Karen Brean is a principal with Brean Associates, and a planning consultant for developer Walnut Capital. She said she will be looking for the legislation to iron out concerns about building heights and building lengths.
“We want transparency,” Brean said: a clear explanation of what the city thinks can and can’t be built in the various zones and why.
A relative newcomer to the discussion, Pro-Housing Pittsburgh, has advocated for the legislation to allow residential buildings to be taller. David Vatz leads the group, which is affiliated with YIMBY Action, a national housing advocacy group. There are a number of fine-grained points about height limits and setbacks the organization wants to see changed.
“We want to be sure it’s easy to build housing, that’s the bottom line,” Vatz said.

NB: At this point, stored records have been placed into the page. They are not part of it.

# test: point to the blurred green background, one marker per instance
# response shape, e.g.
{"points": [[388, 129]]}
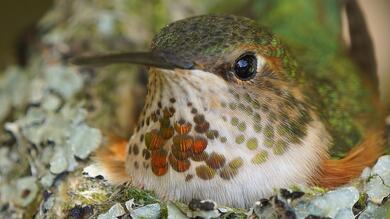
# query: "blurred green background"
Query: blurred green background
{"points": [[17, 19]]}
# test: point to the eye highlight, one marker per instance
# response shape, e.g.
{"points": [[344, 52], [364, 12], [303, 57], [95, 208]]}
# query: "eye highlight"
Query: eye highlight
{"points": [[245, 67]]}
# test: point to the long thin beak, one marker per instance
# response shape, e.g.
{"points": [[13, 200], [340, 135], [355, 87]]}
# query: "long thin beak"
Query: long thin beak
{"points": [[152, 59]]}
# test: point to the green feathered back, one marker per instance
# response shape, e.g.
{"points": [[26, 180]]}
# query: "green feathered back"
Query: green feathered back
{"points": [[312, 32]]}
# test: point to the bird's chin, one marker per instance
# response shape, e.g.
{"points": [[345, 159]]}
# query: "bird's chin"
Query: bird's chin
{"points": [[200, 138]]}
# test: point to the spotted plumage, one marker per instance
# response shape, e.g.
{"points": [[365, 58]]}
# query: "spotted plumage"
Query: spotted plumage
{"points": [[226, 115]]}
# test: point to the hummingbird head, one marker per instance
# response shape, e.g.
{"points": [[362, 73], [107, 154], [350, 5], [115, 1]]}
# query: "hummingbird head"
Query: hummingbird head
{"points": [[223, 106]]}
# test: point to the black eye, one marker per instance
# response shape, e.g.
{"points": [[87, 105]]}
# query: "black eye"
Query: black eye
{"points": [[245, 66]]}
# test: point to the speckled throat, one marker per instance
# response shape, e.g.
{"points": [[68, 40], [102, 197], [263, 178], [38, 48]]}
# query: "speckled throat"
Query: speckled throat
{"points": [[202, 137]]}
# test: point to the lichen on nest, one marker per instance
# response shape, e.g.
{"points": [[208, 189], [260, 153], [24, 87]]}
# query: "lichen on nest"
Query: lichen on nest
{"points": [[54, 116]]}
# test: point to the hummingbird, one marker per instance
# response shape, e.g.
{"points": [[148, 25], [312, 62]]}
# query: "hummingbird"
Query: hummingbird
{"points": [[227, 117]]}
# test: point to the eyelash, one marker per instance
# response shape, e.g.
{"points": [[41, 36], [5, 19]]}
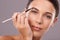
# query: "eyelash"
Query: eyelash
{"points": [[33, 11], [49, 17]]}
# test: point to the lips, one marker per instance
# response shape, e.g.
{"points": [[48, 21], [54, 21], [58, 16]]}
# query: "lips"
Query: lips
{"points": [[36, 28]]}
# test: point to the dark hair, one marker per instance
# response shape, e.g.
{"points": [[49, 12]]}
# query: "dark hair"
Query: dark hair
{"points": [[54, 2]]}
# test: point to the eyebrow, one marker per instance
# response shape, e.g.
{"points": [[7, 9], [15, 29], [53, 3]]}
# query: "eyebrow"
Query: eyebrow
{"points": [[32, 8], [49, 13]]}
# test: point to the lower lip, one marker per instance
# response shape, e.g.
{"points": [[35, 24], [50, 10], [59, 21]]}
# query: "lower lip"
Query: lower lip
{"points": [[35, 28]]}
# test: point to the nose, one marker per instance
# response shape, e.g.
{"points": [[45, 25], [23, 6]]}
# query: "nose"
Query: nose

Representatives of the University of Pittsburgh, who had been so concerned by the legislation in September that they asked council to return it to the Planning Commission, declined an interview request in advance of council’s Wednesday meeting. Neither the Oakland Business Improvement District nor the Oakcliffe Community Organization, two other community organizations in the district, responded to interview requests.
Discussions with stakeholders, which various people characterized as helpful and productive, were ongoing as recently as last week. But as of Monday evening, no one knew how those discussions may be codified into a newer version of the legislation.
“We are still awaiting feedback from our technical experts at the city Planning Department,” Strassburger said on Monday. “We expect to be introducing amendments that will address some of the concerns brought up since the December vote, but not comprehensively for every single concern that was brought up since then.”
However, exactly what council can change has to walk a fine line. If the modifications are too great, it could force the bill back to the Planning Commission, though “that’s a judgment call that the city Planning Department has to make,” Strassburger said.
The aim is to have proposed amendment language ready for introduction tomorrow that won’t necessitate a return to the commission. In addition, Strassburger said, council will offer, in writing, a rationale for changes that cannot be made.
Zoning changes will have a material impact on the future of Oakland, but this long-running discussion may only have a few more days to reach resolution. In December, the Department of City Planning advised council it had just 90 days to vote on the legislation, or it would expire.
Brean, the Walnut Capital consultant, worries what that means for the complicated legislation.
“We’re getting these … kind of at the eleventh hour,” she said, noting that a final vote on the legislation is expected at council’s regular meeting on Tuesday, February 28. “I hate to see us approve things that don’t work.”
Brean wondered if council would be able to secure an extension. But Boykowycz, of OPDC, said she’s not sure how that would help matters, or how stakeholders could arrive at a better consensus.
“This is the point at which you just kind of have to do the best you can with what you've got,” she said.
She added it’s critical for Oakland’s new zoning to be in place, setting out clear rules for building reuse, affordable housing, and sustainable practices.
“The longer we delay this the more opportunity there is for new development to come forward that includes none of those things,” Boykowycz said.